Richards once admitted that he had to stop working in the highly detailed Pre-Raphaelite style because the work took too long to complete and prevented him from a making a living. The Pre-Raphealite works of the 1850s and 1860s, therefore, are extremely rare and demonstrate Richards’s extraordinary technical skill. This finished full-sheet drawing is probably a depiction of the Wissahickon Creek, just outside Richards’s native Philadelphia. The subject matter, size, condition, and gorgeous period Sully frame make it collector’s treasure. It is as fine as we have seen for one of Richard’s Pre-Raphaelite drawings.

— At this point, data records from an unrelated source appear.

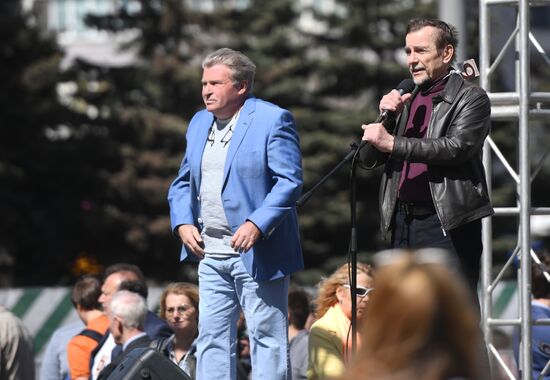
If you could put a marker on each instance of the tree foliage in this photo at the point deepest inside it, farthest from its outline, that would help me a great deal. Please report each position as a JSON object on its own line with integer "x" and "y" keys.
{"x": 87, "y": 174}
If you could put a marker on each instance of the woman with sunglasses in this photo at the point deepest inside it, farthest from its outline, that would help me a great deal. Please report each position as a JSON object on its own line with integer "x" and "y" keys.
{"x": 179, "y": 306}
{"x": 330, "y": 336}
{"x": 421, "y": 324}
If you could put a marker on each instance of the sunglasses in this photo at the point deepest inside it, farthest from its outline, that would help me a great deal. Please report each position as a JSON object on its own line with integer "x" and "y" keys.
{"x": 360, "y": 291}
{"x": 180, "y": 309}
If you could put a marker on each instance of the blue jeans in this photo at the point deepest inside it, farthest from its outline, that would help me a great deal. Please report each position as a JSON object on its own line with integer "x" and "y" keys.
{"x": 225, "y": 288}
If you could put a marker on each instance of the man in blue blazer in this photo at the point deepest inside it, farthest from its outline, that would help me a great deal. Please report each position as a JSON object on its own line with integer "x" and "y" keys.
{"x": 233, "y": 206}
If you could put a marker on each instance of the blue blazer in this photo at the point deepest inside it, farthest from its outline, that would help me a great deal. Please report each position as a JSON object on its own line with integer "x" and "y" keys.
{"x": 262, "y": 182}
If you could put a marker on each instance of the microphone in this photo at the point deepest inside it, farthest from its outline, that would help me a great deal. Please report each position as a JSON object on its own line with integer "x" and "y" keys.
{"x": 404, "y": 87}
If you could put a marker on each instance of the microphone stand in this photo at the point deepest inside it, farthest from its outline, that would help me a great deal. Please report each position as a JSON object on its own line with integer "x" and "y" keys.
{"x": 350, "y": 157}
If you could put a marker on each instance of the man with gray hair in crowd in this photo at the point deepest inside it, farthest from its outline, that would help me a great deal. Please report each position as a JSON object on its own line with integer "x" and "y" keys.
{"x": 233, "y": 207}
{"x": 127, "y": 312}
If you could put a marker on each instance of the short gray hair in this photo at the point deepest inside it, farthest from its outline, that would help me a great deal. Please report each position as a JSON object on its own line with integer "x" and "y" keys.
{"x": 242, "y": 67}
{"x": 130, "y": 308}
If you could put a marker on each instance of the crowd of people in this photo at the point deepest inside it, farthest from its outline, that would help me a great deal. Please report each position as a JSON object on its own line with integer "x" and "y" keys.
{"x": 233, "y": 206}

1833: Born in Philadelphia; 1846-47: Attended Central High School for Boys, but had to leave to go to work; 1850: Studied art with Paul Weber. Probably worked at Archer, Warner and Miskey; 1851: Took first sketching trip on the Brandywine River; 1852: Exhibited for the first time at the Pennsylvania Academy of the Fine Arts (PAFA); 1855: Took sketching trip up the Hudson River to the Adirondacks; 1856-57: Traveled to Europe, where he visited France, Switzerland, and Italy; 1859: Began taking summer sketching trips to Atlantic City, New Jersey, the Adirondacks, and New England; 1863: Becomes a member of the Association for the Advancement of Truth in Art, a group of artists very much influenced by the aesthetic theory of John Ruskin; 1875: Purchased home in Newport, Rhode Island, where he resided in the summer. Lived in Germantown section of Philadelphia during the winter; 1876: Awarded bronze medal at Centennial Exposition in Philadelphia; 1878: Traveled to England. Visited Cornwall; 1882: Spent first summer at Grey Cliff; 1889: Awarded bronze medal at Paris Exposition; 1891-1905: Traveled to Europe almost annually. Resided in Newport full time; 1905: Awarded PAFA’s gold medal of honor. Died.